Electronic Discovery Alert 2010-6
October 1, 2010
Managed Health Care Solutions v. Essent Healthcare, Inc.
2010 WL 33686534( S. D. FL August 23, 2010)
Party moving for sanctions must be able to show destroyed documents are crucial to its claim or defense.
If direct evidence of bad faith is unavailable, the moving party may establish bad faith through circumstantial evidence.
Sanctions (of default judgment or adverse jury instruction) were not justified without a showing of bad faith.

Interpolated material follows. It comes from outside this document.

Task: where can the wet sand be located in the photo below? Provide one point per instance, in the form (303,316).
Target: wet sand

Parties were in a contract dispute (primarily concerned with software licensing fees) that ended up in litigation. During discovery parties had a least eight informal conferences on electronic discovery. At some point the Plaintiffs alleged that Defendant had failed to implement a litigation hold until well after the case had been filed and after the destruction of documents including relevant emails that were the subject of several court orders. The Plaintiffs moved for sanctions including default judgment and the imposition of attorney fees. Defendants argued that the destroyed emails were not within the scope of the anticipated claims of software licensing issues and that it only destroyed the documents that were 13 months old in accordance with its document retention plan. The Court identified the date when the Defendants should have been aware of the subject matter of all Plaintiffs claims and noted that the Defendants did not initiate a litigation hold until four months later.

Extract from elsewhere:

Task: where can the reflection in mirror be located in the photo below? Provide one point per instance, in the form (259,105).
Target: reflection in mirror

In its analysis the Court noted that the Plaintiff (movant) was required to show that the spoliated evidence was crucial to its claim or defense. The Court determined that in this case the Plaintiff did not show that the destroyed emails were crucial because the Plaintiff would be able to prove their case through additional already obtained evidence. The Court went on to find show that sanctions were not justified because Plaintiffs failed to show that Defendants acted in bad faith.
Managed Health Care082310.pdf
Victor Stanley, Inc. v. Creative Pipe Inc.
2010 WL 350097 (D. MD September 9, 2010)
Party could be subject to imprisonment for egregious destruction of electronic discovery materials.
Egregious conduct in discovery resulted in default judgment.
The court recorded eight incidents of intentional destruction of evidence on the part of the Defendants. The Court, on a number of occasions, referred to the Defendants culpable state of mind. After noting that he had never seen or read of a case where the conduct was so egregious, the court noted that he had two sources of authority for imposing sanctions--inherent authority and Fed Rules of Civ P. Rule 37 The Court ultimately entered a default judgment for Plaintiffs on their Count I (main count) and also ruled that Defendant CEO would be subject to imprisonment if he failed to pay Plaintiff's attorney fees.
The Court also provided a chart by Circuit of sanctions for spoliation of evidence.